Jakarta, elaeis.co - Kemarin, elaeis.co kebagian siaran pers Gabungan Pengusaha Kelapa Sawit Indonesia (GAPKI). Isinya menceritakan pergerakan ekspor dan penggunaan minyak sawit di dalam negeri hingga Agustus tahun ini.

Pada lampiran siaran pers itu, Direktur Eksekutif GAPKI, Mukti Sardjono merinci, total ekspor produk sawit mencapai 18,435 juta ton. 

Dari angka sebanyak itu, ekspor Crude Palm Oil (CPO) hanya sekitar 1,337 juta ton.

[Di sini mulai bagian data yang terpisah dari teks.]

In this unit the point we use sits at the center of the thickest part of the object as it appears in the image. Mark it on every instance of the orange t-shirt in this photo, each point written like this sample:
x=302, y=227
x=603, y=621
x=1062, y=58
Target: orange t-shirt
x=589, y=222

Ekspor yang paling banyak justru olahan CPO dan Oleokimia; masing-masing 13,525 juta ton dan 2,722 juta ton. 

Kalau menengok angka-angka di atas, semestinya harga ekspor CPO tidak lagi menjadi acuan harga Tandan Buah Segar (TBS) kelapa sawit di tingkat tapak, lantaran porsinya sudah sangat kecil ketimbang produk turunan itu.

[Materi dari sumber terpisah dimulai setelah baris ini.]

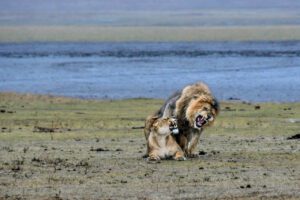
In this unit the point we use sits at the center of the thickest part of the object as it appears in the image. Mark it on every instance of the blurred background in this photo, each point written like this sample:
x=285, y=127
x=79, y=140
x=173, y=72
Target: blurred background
x=117, y=49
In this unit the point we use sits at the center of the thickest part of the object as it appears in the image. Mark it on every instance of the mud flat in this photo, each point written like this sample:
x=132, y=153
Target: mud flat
x=63, y=148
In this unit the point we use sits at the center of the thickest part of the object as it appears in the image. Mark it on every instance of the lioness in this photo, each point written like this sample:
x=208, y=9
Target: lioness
x=195, y=108
x=160, y=143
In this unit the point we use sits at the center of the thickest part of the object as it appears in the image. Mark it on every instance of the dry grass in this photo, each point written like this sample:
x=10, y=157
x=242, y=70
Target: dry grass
x=95, y=154
x=147, y=33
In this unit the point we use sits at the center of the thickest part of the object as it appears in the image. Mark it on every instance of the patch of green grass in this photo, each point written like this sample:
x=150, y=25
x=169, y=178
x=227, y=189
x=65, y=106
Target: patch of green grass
x=95, y=154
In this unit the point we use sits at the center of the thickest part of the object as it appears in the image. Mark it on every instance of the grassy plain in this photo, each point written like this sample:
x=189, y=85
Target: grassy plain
x=88, y=33
x=93, y=152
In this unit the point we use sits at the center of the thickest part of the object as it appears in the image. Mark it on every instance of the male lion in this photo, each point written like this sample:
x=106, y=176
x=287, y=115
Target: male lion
x=195, y=108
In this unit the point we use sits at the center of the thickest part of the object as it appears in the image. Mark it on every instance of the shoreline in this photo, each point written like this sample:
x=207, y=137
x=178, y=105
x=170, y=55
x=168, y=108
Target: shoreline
x=24, y=95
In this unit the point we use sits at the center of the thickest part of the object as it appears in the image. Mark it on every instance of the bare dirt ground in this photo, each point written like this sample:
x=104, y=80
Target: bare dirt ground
x=88, y=150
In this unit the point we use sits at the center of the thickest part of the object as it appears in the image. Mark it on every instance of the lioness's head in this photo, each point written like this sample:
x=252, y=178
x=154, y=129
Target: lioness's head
x=165, y=126
x=202, y=111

Tapi dalam siaran pers tadi, Mukti justru hanya membahas bahwa harga CPO Cif Rotterdam pada Agustus turun menjadi USD1.095 per ton dari bulan Juni yang masih di harga USD1.203 per ton. 

Tadi malam, elaeis.co berusaha menanyakan kepada Mukti, dari 13,525 juta ton ekspor olahan CPO tadi, produk apa yang paling banyak dan berapa harganya per ton, tapi hingga berita ini dirilis, Mukti hanya bergeming. 

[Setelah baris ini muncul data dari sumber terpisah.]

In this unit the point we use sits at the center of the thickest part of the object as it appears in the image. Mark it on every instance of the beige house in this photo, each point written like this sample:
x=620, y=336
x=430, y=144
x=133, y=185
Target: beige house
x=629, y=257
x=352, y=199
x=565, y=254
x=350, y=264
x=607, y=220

Begitu juga dengan pertanyaan sepenting apa harga CPO Cif Rotterdam disaat ekspor CPO hingga Agustus yang hanya 1,337 juta ton, juga tak berjawab. 

Ketua Umum Asosiasi Produsen Oleochemical Indonesia (APOLIN), Rapolo Hutabarat, juga tak merespon pertanyaan elaeis.co tentang melonjaknya ekspor Oleokimia itu, berapa harga per tonnya dan negara mana saja pembeli mayoritas. 

Kebetulan, dari data siaran pers tadi disebutkan bahwa ekspor Oleokimia dari Januari hingga Agustus tahun ini meningkat ketimbang periode yang sama di tahun lalu. Dari 2,694 juta ton menjadi 2,722 juta ton.   

Ekspor Agustus 2022 meningkat   

Khusus di bulan Agustus 2022 kata Mukti, ekspor produk sawit mencapai 4,334 juta ton. Angka ini melonjak ketimbang bulan sebelumnya yang hanya 2,705 juta ton.